# BLL New Releases



## Lord of the Night (Nov 18, 2009)

A lot of new releases were confirmed at BLL, and I thought I would post them here.

Cult of the Warmason by C L Werner - Not sure if this is a novel or audio, but it's about the Stealers.
Calgar's Fury by Paul Kearney - Seems the SMB book was a first part in a series about Calgar. Awesome!
Jain Zar: The Storm of Silence by Gav Thorpe - Second Phoenix Lords book, really looking forward to this one and wondering if he'll address the fact that Malcharion and Talos Valcoran turned Jain into a crispy pancake last we saw her.
Daedalus by LJ Goulding - A Scythes of the Emperor audio that is based around aerial combat, seems like LJ is really bringing these guys to the fore with their first proper novel and an audio to support it.
Echoes of Revelation - A collection of short audios in the Horus Heresy, the cover depicts the Kakophoni and apparently their story will depict the moment the Kakophoni truly become Noise Marines.
Farsight: Crisis of Faith by Phil Kelly - Novel or novella, not really sure. But curious, and more Farsight is always good.
The Eight Lamentations by Josh Reynolds - The first AoS novel that will only have mortal human characters, no Stormcast or other such stuff.
Ruinstorm by David Annandale - Major Horus Heresy novel that will be about Guilliman, Sanguinius and the Lion attempting to break through the Ruinstorm and make it to Terra, with Curze in tow. This is Book 45 in the HH.
Dark Compliance by John French - An audio about Horus after the events of Vengeful Spirit and Molech bringing an Imperium world into compliance with his new rule and about how others may be brought to heel or to side under his leadership.
Old Earth by Nick Kyme - The third and final Salamanders HH novel, will be about Vulkan's origins and destiny. It will also contain parts about the fate of the Iron Hands during the Heresy as well. This is Book 47 in the HH.
The Last Hunt by Robbie MacNiven - This is only a title so far, I have heard no details about it.
Hallowed Knights: Plague Garden by Josh Reynolds - A Stormcast novel about the Hallowed Knights. Judging from the title I believe it will be about Lord Celestant Gardus who was last seen being sucked into the Garden of Nurgle and fleeing from a pack of Great Unclean Ones.

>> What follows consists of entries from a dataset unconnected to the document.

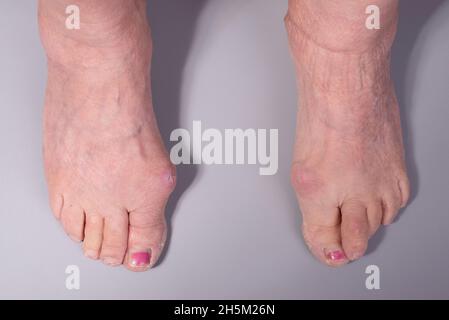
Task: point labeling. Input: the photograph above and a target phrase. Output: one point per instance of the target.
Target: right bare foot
(108, 174)
(348, 171)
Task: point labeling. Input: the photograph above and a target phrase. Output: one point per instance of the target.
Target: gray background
(234, 233)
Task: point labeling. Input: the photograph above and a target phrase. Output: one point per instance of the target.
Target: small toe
(355, 229)
(391, 204)
(93, 236)
(375, 216)
(115, 237)
(72, 219)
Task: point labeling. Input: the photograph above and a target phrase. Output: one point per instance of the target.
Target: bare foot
(348, 170)
(108, 173)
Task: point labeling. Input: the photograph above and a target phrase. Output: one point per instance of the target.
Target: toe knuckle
(305, 182)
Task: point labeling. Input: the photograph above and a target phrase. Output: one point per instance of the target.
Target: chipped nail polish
(140, 259)
(336, 255)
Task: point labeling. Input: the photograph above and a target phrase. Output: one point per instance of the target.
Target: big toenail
(336, 255)
(140, 259)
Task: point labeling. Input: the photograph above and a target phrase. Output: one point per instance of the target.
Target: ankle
(109, 36)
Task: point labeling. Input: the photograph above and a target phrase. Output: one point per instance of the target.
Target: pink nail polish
(140, 259)
(336, 255)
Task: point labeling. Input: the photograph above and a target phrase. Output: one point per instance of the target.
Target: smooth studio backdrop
(234, 233)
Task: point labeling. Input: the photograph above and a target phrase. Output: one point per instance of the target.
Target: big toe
(147, 234)
(321, 231)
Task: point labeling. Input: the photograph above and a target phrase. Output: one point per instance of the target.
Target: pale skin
(109, 175)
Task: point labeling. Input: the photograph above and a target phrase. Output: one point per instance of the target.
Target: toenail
(75, 239)
(336, 255)
(91, 254)
(110, 261)
(140, 259)
(356, 256)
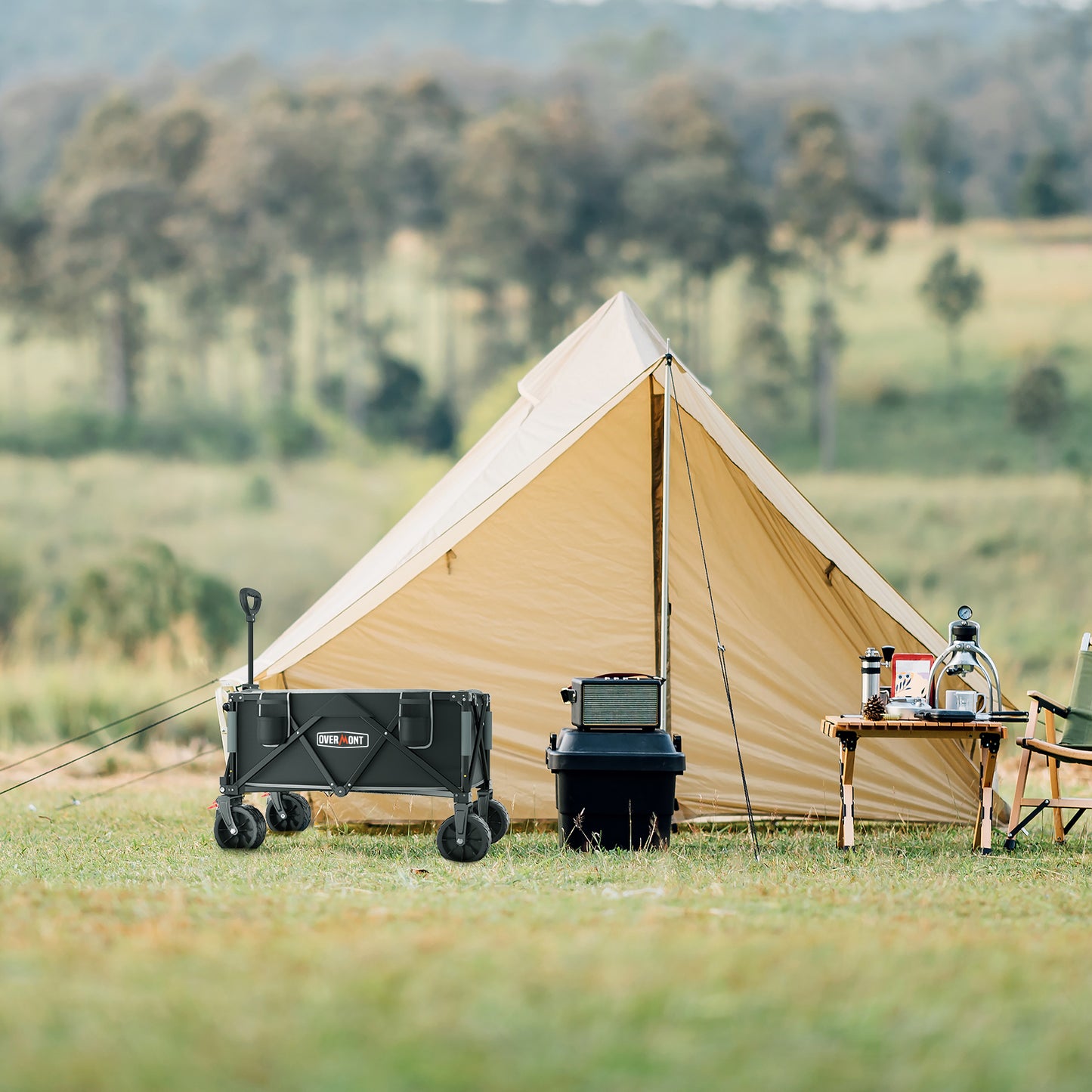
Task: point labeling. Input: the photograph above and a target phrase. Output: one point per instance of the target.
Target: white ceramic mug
(966, 701)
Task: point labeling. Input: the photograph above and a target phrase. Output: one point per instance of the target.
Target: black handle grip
(252, 602)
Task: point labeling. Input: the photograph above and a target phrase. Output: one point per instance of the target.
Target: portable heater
(615, 769)
(615, 701)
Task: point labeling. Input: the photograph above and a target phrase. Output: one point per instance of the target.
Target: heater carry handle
(250, 600)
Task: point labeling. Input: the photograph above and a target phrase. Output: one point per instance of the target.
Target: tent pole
(664, 599)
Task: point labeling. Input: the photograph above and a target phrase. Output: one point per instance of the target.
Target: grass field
(137, 954)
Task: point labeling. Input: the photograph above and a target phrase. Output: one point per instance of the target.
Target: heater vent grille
(630, 704)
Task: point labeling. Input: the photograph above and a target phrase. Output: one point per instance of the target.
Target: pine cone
(873, 710)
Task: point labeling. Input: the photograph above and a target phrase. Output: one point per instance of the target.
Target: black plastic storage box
(615, 784)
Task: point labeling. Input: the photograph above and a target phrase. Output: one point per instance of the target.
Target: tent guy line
(716, 627)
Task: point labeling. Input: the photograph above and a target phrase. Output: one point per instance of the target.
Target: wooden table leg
(846, 753)
(988, 745)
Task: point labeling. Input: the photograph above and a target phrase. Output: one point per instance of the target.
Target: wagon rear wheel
(248, 834)
(474, 848)
(297, 814)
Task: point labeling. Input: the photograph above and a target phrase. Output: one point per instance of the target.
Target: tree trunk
(356, 358)
(954, 350)
(450, 363)
(120, 350)
(824, 350)
(827, 398)
(319, 319)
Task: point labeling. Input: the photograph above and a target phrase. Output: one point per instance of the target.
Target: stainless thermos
(871, 664)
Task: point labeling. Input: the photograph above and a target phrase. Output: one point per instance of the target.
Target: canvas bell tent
(537, 558)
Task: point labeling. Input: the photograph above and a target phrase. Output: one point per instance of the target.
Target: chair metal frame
(1055, 755)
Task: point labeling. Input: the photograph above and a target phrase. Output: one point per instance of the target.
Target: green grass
(135, 954)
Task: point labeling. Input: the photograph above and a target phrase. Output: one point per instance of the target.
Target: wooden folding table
(849, 729)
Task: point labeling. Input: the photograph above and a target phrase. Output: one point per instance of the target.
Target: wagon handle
(250, 600)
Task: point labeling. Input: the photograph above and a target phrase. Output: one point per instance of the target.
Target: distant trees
(1047, 184)
(1038, 402)
(951, 292)
(824, 208)
(177, 230)
(687, 196)
(532, 203)
(937, 163)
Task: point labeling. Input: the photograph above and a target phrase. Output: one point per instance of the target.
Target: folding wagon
(422, 743)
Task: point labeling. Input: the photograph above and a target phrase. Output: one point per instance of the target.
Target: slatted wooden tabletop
(912, 729)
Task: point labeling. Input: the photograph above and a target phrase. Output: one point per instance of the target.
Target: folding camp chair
(1076, 746)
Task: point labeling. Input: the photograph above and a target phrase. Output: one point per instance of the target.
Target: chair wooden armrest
(1045, 702)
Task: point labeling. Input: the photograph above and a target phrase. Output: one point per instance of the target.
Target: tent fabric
(535, 561)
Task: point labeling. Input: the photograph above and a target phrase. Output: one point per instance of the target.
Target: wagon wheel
(474, 848)
(248, 834)
(497, 818)
(260, 820)
(297, 815)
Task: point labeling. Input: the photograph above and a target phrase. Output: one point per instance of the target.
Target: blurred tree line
(189, 213)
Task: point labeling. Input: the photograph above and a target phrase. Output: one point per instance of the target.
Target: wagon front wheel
(476, 844)
(497, 818)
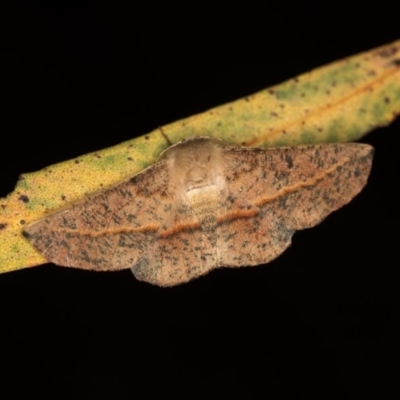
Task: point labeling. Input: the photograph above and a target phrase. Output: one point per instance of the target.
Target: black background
(319, 321)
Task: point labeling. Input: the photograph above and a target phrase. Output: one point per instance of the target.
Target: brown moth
(202, 205)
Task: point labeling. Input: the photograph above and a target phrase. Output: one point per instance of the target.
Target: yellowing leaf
(339, 102)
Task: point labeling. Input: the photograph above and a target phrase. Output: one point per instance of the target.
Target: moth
(204, 204)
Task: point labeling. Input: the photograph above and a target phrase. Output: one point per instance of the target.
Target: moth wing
(107, 231)
(274, 192)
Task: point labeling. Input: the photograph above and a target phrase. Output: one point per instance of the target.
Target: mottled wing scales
(112, 230)
(204, 205)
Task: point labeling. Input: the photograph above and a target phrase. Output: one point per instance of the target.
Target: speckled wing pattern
(203, 205)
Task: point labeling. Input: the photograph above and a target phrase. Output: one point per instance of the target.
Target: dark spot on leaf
(396, 62)
(24, 198)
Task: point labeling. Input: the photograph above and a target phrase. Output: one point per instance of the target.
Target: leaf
(338, 102)
(204, 205)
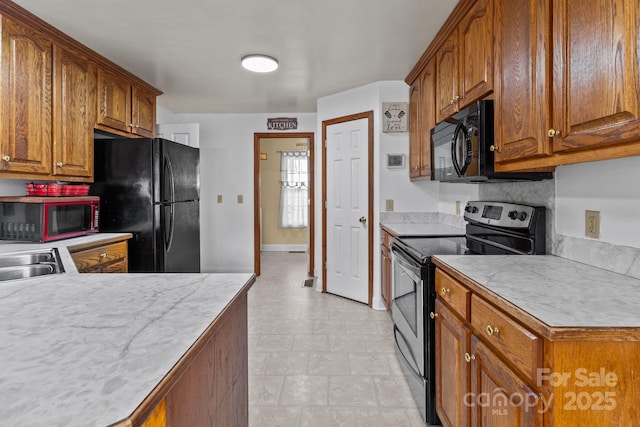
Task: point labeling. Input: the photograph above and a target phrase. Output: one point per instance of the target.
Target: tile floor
(320, 360)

Also Books 43 and 46 of the Horus Heresy were revealed to not be set in stone. At least two HH manuscripts are nearly finished, whichever one is finished first will become Book 43 and the other Book 46.


LotN


----------



## Khorne's Fist (Jul 18, 2008)

Lord of the Night said:


> Jain Zar: The Storm of Silence by Gav Thorpe - Second Phoenix Lords book, really looking forward to this one and wondering if he'll address the fact that Malcharion and Talos Valcoran turned Jain into a crispy pancake last we saw her.

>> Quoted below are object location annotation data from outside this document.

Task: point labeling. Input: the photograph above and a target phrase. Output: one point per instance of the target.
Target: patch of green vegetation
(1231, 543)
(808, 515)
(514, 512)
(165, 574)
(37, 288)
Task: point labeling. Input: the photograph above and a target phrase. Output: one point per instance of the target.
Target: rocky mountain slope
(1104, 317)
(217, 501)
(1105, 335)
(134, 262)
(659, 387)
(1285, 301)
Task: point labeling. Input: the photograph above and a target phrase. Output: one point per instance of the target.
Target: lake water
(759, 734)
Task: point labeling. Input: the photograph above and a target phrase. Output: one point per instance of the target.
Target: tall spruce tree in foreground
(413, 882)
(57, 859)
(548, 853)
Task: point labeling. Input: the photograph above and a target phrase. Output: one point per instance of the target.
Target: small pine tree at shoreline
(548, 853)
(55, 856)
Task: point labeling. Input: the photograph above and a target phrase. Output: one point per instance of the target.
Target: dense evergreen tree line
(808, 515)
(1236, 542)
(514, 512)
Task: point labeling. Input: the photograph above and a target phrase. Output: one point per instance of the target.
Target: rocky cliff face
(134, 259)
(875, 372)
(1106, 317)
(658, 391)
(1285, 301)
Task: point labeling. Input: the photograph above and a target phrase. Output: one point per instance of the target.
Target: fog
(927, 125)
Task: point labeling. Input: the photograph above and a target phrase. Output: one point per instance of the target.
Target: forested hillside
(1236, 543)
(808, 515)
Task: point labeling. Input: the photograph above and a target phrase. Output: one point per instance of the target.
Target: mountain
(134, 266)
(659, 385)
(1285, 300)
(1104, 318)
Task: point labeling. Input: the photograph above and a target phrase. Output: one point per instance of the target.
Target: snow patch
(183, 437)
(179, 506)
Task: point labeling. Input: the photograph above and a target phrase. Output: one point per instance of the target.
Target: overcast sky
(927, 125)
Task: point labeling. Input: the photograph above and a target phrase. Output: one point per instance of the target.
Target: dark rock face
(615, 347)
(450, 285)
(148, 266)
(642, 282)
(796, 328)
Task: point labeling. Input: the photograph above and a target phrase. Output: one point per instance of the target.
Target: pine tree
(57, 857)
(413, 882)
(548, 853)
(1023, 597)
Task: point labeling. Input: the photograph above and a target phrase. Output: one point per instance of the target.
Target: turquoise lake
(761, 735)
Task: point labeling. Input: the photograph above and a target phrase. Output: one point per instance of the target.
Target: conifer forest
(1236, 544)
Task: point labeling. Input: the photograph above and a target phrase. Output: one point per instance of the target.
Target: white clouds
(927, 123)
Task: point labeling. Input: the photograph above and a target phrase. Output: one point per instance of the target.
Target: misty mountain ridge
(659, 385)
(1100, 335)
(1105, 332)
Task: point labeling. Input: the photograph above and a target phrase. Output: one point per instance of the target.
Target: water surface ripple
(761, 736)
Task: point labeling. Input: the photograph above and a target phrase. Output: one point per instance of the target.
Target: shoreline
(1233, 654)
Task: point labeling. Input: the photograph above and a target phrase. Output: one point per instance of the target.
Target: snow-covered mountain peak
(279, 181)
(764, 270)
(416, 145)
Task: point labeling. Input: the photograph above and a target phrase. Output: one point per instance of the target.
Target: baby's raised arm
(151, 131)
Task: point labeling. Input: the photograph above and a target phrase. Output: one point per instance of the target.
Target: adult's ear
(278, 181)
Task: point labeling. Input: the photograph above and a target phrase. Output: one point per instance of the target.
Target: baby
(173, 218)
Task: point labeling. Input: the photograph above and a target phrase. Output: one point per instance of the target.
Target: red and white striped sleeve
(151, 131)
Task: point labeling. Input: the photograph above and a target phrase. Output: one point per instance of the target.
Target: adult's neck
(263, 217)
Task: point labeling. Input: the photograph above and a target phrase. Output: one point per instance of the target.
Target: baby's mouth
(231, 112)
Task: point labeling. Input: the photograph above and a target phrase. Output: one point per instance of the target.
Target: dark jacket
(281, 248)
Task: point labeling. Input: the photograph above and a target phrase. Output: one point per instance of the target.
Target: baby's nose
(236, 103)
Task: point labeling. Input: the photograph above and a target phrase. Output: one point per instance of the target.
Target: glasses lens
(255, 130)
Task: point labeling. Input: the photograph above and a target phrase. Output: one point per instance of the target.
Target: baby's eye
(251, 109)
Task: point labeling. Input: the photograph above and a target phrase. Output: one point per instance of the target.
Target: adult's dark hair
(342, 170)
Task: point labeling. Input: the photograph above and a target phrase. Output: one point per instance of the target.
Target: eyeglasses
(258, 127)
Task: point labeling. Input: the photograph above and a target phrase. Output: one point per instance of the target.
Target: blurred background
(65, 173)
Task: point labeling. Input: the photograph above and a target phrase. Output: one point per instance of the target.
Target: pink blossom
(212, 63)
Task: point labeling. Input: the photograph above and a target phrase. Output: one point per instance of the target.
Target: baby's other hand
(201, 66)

Really looking forward to this. While I'm not a huge fan of Thorpe's, I really enjoyed his Asurman novel. As for her brush with 1st Claw, that was just another death in a long line of them over the millennia, I'm sure.



Lord of the Night said:


> The Last Hunt by Robbie MacNiven - This is only a title so far, I have heard no details about it.


Space Wolf novel, featuring the return of Russ? I'm all a quiver.


----------



## Brother Lucian (Apr 22, 2011)

The phoenix lords has died a lot of times. All it is takes is an exarch to sacrifice himself to ressurect them.


----------



## Lord of the Night (Nov 18, 2009)

Brother Lucian said:


> The Phoenix Lords have died a lot of times. All it is takes is an Exarch to sacrifice himself to resurrect them.


I know, i'm just curious about when it happened after she died on Tsagualsa and how she herself views that battle.



Khorne's Fist said:


> Space Wolf novel, featuring the return of Russ? I'm all a quiver.


Actually one detail has leaked, it's White Scars.


LotN


----------



## Khorne's Fist (Jul 18, 2008)

I so badly want to start playing and painting Inquisitor again.


----------